If node count drops drastically and uniformally across neighbours, so that they begin to merge at the same time, this effect would disappear for a while, as the median node count again is high after merges. If node count would continue to decrease after merges, it would again kick in.
Questions:
- Are there any reasons to consider the assumptions above to be wrong?
- Is it necessary to include this variable in the reward?
- What do we gain by including it?
- What do we lose by not including it?
- Are there any unintended consequences of including it?
m = 1 / and x = 1 / n
Both of these are just a different representation of s and n to make the definition of R visually simpler.
p = ds + 1 and g = ln(p^3.2)
This is just a way to manipulate the curve to look in a certain way (specifically: to get R = 1 nanosafe
when - according to our guesses now - parameters might indicate world dominance).
It is based on the assumptions that it is desirable to have a specific R at a specific network size, and that with a bigger size we want R to be lower. Those assumptions has not yet been proved I think.
Additionally, it is tied to the assumption that about 100 billion
vaults would indicate absolute world dominance of this technology.
Estimates of around 75 billion
IoT devices in 2025 https://www.statista.com/statistics/471264/iot-number-of-connected-devices-worldwide/, could indicate that 100 billion
vaults is an insufficient long term estimate of what world dominance looks like.
Questions:
- Is it desired to avoid such constants and hard coded values?

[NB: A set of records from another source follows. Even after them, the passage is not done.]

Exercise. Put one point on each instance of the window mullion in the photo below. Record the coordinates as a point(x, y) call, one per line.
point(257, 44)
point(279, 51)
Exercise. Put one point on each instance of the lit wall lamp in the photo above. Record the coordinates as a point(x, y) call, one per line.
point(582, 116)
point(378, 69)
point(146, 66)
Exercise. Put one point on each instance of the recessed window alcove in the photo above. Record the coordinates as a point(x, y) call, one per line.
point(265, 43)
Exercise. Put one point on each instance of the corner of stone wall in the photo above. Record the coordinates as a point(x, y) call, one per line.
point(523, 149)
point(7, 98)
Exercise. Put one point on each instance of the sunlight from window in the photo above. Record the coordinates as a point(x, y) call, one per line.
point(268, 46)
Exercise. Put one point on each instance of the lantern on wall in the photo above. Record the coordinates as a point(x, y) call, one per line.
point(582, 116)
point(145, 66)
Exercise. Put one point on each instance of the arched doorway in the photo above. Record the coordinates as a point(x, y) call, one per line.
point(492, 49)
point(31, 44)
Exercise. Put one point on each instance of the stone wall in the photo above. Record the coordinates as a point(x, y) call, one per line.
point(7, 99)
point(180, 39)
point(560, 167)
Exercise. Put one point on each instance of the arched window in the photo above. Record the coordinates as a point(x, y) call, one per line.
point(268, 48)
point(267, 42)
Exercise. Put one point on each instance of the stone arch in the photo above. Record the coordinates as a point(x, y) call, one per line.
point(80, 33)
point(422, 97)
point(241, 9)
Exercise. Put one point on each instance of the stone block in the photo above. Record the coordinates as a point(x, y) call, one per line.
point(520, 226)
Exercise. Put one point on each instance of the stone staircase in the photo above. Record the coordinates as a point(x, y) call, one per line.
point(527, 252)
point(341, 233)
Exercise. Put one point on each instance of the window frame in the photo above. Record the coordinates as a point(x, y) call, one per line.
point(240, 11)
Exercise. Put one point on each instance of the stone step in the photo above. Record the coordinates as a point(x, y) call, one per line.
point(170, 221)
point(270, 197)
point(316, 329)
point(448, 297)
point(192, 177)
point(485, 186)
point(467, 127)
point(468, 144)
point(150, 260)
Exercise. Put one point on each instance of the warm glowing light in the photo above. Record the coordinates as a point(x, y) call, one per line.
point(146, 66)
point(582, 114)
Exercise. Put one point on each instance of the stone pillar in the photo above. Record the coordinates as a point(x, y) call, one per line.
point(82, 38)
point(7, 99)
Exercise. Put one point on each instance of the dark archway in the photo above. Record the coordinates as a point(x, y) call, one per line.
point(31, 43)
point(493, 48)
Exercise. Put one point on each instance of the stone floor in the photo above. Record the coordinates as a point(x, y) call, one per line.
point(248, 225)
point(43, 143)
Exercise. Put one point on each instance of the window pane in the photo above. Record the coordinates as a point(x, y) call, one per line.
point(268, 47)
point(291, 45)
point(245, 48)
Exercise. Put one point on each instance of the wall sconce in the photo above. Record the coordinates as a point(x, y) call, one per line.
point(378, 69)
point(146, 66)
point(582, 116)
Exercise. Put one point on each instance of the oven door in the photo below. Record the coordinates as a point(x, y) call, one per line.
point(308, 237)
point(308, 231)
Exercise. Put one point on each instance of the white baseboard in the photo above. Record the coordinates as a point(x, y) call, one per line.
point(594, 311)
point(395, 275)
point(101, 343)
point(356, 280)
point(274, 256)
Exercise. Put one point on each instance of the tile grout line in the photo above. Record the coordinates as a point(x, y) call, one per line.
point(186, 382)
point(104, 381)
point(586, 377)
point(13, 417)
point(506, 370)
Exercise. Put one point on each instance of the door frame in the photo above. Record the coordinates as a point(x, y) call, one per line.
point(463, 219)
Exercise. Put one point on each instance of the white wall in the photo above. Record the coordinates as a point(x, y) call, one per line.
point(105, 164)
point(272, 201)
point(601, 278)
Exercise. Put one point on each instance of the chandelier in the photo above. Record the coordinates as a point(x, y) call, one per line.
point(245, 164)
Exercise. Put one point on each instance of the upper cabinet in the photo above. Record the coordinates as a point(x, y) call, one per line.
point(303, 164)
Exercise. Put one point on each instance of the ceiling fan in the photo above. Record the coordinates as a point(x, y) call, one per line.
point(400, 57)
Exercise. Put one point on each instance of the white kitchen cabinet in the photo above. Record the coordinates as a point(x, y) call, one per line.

- Is it possible to avoid it?
- Can we make it more dynamic?
- Is it good enough to rely on network upgrades for adjustments to these?
Summary
It seems that several of the variables try to capture market valuation in one form or another.
- Are they in fact reflecting different aspects of valuations, or are they in the end overlapping?
- Do we need to capture it in all those ways?
- Does this combination of variables give additional value to the model?
- Would a subset of these give more, same or less value to the model?
- Are there any other aspects of market valuation we could or want to capture?
Also, we are including the concept of security, and try to stimulate it as well with the reward.
- Do we want to stimulate security with the reward?
- Does current use of variables do a sufficient / insufficient job at this?
- Are there any other aspects of security we could or want to capture?
And finally:
- Are there any other influences we would like to include in the calculation of reward and store cost?